Semasa SMA, ia menimba ilmu di Ponpes Al Mujahadah asuhan KH Muhammad Dardiri di Lempuyangan, dan Ponpes 'Bodho' asuhan KH Abdul Hamid di Kajoran, Magelang. Selepas itu, dan kemudian menikah, ia bahkan hanya berkeinginan menjadi guru mengaji dan memiliki rumah kecil sederhana.
Direktur Utama Prakasita Sekar Mataram ini, sekitar Januari-Februari 2006 lalu, kedatangan seorang tamu dari sekitar Candi Sewu, Pambranan. Tamu itu membawa 160 butir beras yang berwarna merah-putih. Tamu itu mengaku mendapatkan beras itu di tempat yang diperkirakan sebagai peripih (tempat sesajen) di kompleks Candi Prambanan. Ia mendapatkannya saat menggali tanah di sebelah timur Candi Sewu dan menemukan wadah tertutup yang berisi beras itu.
''Saya juga tidak tahu kenapa orang tersebut menyerahkan kepada saya. Ia mengenal saya karena tahu saya banyak berkecimpung di pertanian,'' ujar Adji, yang sudah 2-3 tahun mengembangkan pupuk organik cair. Kala itu, Adji ragu bisa membudidayakan beras merah-putih itu. ''Apakah bisa tumbuh atau tidak, karena bentuknya sudah beras dan umurnya sudah lama,'' kata pria kelahiran Yogyakarta, 4 November 1965, ini.
Adji tahu, dengan teknologi, gabah padi hanya bisa didimpan sampai 25 tahun. Ia menduga beras merah-putih ini berasal dari abad ke-10 atau ke-11. Sebuah majalah malah menulis beras ini berasal dari abad ke-7. Beras itu diperkirakan tertimbun tanah karena pada 1006 Gunung Merapi meletus. Adji menduga ini beras berkualitas bagus di masanya, karena benda-benda yang dibuat sesajen di masa lalu biasanya merupakan benda yang terbagus.

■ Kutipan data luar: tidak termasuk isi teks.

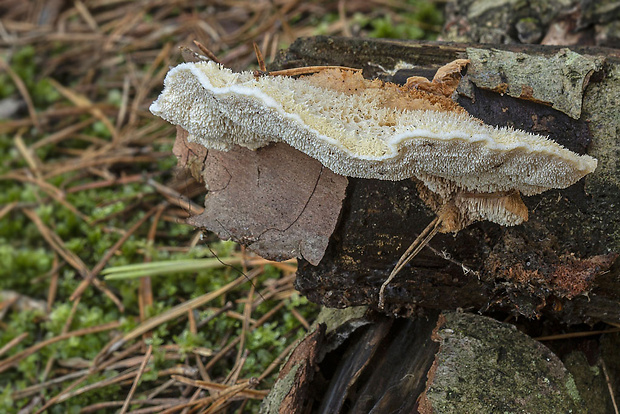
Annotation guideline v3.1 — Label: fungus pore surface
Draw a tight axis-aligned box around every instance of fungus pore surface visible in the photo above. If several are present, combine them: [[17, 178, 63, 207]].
[[150, 62, 597, 231]]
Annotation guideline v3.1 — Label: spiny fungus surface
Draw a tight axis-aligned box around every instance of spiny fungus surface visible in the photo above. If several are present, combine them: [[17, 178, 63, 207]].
[[150, 62, 597, 231]]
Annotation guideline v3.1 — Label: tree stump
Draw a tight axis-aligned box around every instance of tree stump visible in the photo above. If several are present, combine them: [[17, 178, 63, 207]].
[[176, 37, 620, 413]]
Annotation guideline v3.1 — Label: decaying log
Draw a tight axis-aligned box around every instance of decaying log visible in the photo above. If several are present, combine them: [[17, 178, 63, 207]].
[[167, 37, 620, 413], [180, 37, 620, 323], [261, 308, 613, 414], [278, 37, 620, 323]]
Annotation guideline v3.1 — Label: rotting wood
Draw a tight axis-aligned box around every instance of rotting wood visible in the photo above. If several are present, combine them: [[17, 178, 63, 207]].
[[171, 37, 620, 323], [268, 37, 620, 323]]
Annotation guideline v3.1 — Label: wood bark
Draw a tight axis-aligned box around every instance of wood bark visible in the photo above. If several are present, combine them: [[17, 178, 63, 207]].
[[266, 37, 620, 323]]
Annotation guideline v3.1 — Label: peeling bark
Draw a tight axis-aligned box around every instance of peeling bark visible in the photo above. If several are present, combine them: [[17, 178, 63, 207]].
[[270, 37, 620, 323]]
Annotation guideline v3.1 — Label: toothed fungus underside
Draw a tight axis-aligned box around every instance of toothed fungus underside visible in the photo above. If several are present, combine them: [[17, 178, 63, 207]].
[[150, 62, 597, 231]]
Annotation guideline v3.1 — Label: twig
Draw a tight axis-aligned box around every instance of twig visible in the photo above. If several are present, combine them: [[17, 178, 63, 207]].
[[120, 345, 153, 414]]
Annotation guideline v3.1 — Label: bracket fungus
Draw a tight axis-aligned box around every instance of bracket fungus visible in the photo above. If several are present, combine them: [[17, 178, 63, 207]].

Beras merah-putih itu pun kemudian ia pilah. Ia mendapatkan 120 butir beras yang masih mempunyai lembaga. Sebanyak 20 butir dikecambahkan dengan cara dibungkus sekam padi rojolele, 100 butir lagi dikecambahkan di atas kapas dan diberi hormon tumbuh, kemudian ditanam di pot.
Pertumbuhan tanaman berjalan sangat lambat. Tiap hari tanaman satu per satu mati, bahkan pada umur 2,5 bulan tanaman baru mencapai tinggi sekitar 5 cm. Dan, hanya tinggal tujuh tanaman yang bertahan hidup sampai bisa panen. Tujuh tanaman inilah yang selanjutnya disebut sebagai tanaman tetua.
Dari tujuh tanaman tetua, pada umur 5,5 bulan berhasil dipanen sebanyak 2.411 butir gabah merah-putih. ''Yang menyemaikan dan menanam sejak awal adalah staf saya, Hertanto, yang bekerja di tempat saya (di bagian penelitian dan pengembangan) sejak 1,5-2 tahun yang lalu,'' kata suami dari drg Evy Herawati ini.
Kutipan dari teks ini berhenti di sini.